Après divers périples à travers le monde, il décide de s’établir à Lomé tout en continuant à tourner de temps à autre. Cette aventure a duré trente ans avant qu’il ne décide de rentrer au Sénégal avec son ‘’patrimoine’’. Ces nombreux voyages  ont permis à cet amateur qui est dans le monde des arts depuis maintenant 50 ans  de pouvoir détenir une véritable vitrine artistique. Dans sa ‘’caverne d’Ali Baba’’, on trouve des œuvres du défunt Kré Mbaye, de feu Mbaye Diop, de Cissé Dia, de Mbida, de Lamtoro, de Chérif Thiam, de Loba, D’Ady baldé, de Khassim Mbaye, de Bomar, de Sadio, du Congolais Stanley, de l’Ivoirien Yunussa, du Nigérian Nuby, ou encore du Camerounais Ibrahima.

Toutes ces œuvres de haute facture, Touba Sène souhaite les montrer aux amoureux des arts. Dans cette perspective, il expose à la galerie nationale depuis le 6 mai dernier et ce jusqu’au 26 juin prochain des créations de Kré Mbaye, Mbaye Diop, Mbida Fall et Ansoumana Diedhiou. ‘’Touba Sène dévoile sa collection’’, est le nom de l’exhibition qui serait ‘’la plus belle expo’’ reçue par la galerie sous le magistère d’Oumar Ben Khatape Danfakha actuel administrateur de cet espace.
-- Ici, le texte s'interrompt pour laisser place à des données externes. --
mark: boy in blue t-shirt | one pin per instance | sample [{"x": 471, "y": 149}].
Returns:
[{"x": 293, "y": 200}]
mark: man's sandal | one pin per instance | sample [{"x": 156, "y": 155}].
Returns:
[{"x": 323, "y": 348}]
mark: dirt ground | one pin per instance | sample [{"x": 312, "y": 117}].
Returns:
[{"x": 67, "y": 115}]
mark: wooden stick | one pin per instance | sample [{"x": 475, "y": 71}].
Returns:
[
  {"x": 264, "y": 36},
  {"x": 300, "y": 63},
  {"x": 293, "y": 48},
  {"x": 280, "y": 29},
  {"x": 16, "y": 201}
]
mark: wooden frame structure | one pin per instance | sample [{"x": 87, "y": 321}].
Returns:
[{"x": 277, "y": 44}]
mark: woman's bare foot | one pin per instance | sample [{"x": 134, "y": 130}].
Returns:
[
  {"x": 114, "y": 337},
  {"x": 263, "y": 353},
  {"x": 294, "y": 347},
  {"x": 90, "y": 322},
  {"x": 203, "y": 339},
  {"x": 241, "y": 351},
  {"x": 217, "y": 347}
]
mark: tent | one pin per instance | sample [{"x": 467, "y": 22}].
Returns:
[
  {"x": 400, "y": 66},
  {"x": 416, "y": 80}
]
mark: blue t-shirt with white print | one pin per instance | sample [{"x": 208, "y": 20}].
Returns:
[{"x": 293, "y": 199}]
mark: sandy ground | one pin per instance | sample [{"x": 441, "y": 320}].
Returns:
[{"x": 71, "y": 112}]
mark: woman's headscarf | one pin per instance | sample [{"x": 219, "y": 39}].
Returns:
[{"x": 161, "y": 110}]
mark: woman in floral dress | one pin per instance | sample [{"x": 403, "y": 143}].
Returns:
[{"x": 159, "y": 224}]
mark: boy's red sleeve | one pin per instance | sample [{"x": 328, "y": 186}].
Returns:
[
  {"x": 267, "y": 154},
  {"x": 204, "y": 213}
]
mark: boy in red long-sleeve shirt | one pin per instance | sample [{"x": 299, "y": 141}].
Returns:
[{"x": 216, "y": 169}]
Par ailleurs, la meilleure manière de promouvoir ce merveilleux recueil de Touba Sène serait de le mettre dans un musée. Sauf que le Sénégal n’en dispose pas encore. Un, est en chantier. Touba Sène qui serait ‘’esclave de son patrimoine’’ qu’il vénère particulièrement  serait-il capable de le céder à l’Etat afin qu’on l’expose au musée des civilisations noires ? ‘’J’ai toujours refusé de vendre ces œuvres parce que je veux qu’elles restent au Sénégal. Je veux bien travailler avec l’Etat mais je ne pourrais pas céder tout ce patrimoine gratuitement’’, reconnaît-il. Il faudra donc que les pouvoirs publics mettent le prix pour avoir cette collection dont la véritable place serait dans un musée non pas seulement pour sa valeur artistique mais aussi et surtout pour sa conservation.